I needed to ramp up on the new feature of AWS’s Managed Active Directory (Hybrid Edition) and so it’s good opportunity to share my experience.
First off the use case – much like the original version of Managed AD, the Hybrid Edition is ment to allow organizations to extend their on-premises AD to the cloud and leverege it to access cloud resources. Previous to Hybrid Edition, the options were to use Managed AD and create a trust or use the AD Connector.
As the name implies, Hybrid is bit different as it extends the on-premises forest/domain into the cloud with a new AD site. In my testing I spun up a single forest/single domain in VPC with two DC running on EC2, the Hybrid created a new AWS-DirectoryServices-us-west-2 site, in the same VPC (the second DC was still being created in the screenshot)
Along with the new site several GPOs are created:
These new GPOs are designed to limit access/management of the AWS managed DCs. By using Kerberos Constrained Delegation, the setup is able to prevent mangement of the AWS DCs and limit replication from only the two DCs assigned during the creation of the directory. Note also the inheritance blocking of GPOs at the AWS Reserved OU. Also, from my understanding these new AWS DCs are full-fledged DCs and not Read-Only.
A couple of notes on the setup/prep. The console requires the running of an “Assessment” that leverages two DCs that are configured with the System Manager client. The Assessment runs 48 different test to ensure the forest/domain meets the service’s requirements.
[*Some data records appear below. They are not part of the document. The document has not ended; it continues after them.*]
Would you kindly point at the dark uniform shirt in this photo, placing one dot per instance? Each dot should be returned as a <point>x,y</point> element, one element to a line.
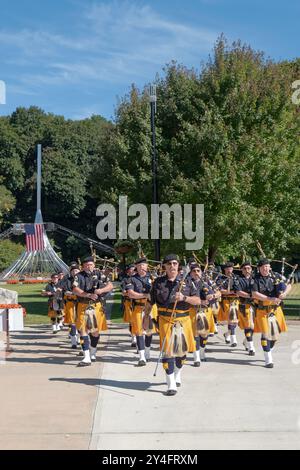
<point>223,282</point>
<point>89,282</point>
<point>246,284</point>
<point>141,285</point>
<point>265,285</point>
<point>66,284</point>
<point>53,288</point>
<point>164,290</point>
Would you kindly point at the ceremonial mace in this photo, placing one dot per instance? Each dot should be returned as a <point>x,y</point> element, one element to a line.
<point>173,314</point>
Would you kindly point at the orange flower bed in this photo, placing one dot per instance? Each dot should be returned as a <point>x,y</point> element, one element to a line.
<point>11,306</point>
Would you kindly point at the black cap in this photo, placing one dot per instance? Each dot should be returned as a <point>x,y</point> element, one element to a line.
<point>195,266</point>
<point>74,265</point>
<point>141,260</point>
<point>88,259</point>
<point>170,257</point>
<point>129,266</point>
<point>228,264</point>
<point>246,263</point>
<point>263,261</point>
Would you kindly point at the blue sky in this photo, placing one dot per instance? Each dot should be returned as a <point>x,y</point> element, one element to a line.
<point>75,57</point>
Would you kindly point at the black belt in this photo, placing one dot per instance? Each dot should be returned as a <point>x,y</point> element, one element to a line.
<point>245,302</point>
<point>267,307</point>
<point>88,301</point>
<point>137,302</point>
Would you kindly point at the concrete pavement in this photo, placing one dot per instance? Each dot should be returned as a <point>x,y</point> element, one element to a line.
<point>231,401</point>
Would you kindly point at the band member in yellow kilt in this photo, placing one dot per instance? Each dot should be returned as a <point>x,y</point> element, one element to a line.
<point>137,289</point>
<point>70,302</point>
<point>246,308</point>
<point>127,304</point>
<point>268,293</point>
<point>90,286</point>
<point>228,311</point>
<point>205,295</point>
<point>55,306</point>
<point>175,332</point>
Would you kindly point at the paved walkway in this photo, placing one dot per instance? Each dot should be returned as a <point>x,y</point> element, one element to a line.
<point>231,401</point>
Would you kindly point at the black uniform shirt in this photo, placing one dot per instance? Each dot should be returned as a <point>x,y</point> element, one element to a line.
<point>51,288</point>
<point>66,284</point>
<point>89,282</point>
<point>163,292</point>
<point>265,285</point>
<point>246,284</point>
<point>141,285</point>
<point>223,282</point>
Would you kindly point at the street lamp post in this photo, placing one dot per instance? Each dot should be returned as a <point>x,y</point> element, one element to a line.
<point>153,99</point>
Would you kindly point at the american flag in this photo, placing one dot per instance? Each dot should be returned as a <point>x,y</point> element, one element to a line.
<point>34,237</point>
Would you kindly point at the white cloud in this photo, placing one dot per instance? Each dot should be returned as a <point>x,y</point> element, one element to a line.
<point>117,42</point>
Among these tests are:
Child Domain Test – This test looks at the AD forest topology and will fail if there is a child domain
Replication Test – Validates the repl status and ensures each DC is available for replication – my initial assessment failed due to the NTP setup. I had to run time command to point the PDC FSMO to AWS NTP: w32tm /config /manualpeerlist:"169.254.169.123" /syncfromflags:manual /reliable:YES /update
And speaking of replication, the new site is configured with “Change Notification” replication option enabled (note the options value below):
In the setup of the self-managed AD I choose functional forest/domain modes of 2016. The DCs that AWS use are running 2019 and so I doubt 2025 mode would be supported (may an update soon?).
In Summary
This is a very impressive setup the AWS Directory team has developed. It has a limited use case due to the requirment of a single-domain forest. I’ve not seen many enterprises with a single-domain model (but I’ve been out of the AD space for some time). I guess the team would be working on an update to support more complex forest/domain topologies.
The assessment testing is very thorough and can expose some limitations/issues of an Active Directory. I’d love to take a peek at the code these tests run, my guess is there’s a lot of PowerShell goodness there.
I hope you find this helpful…and Happy Building.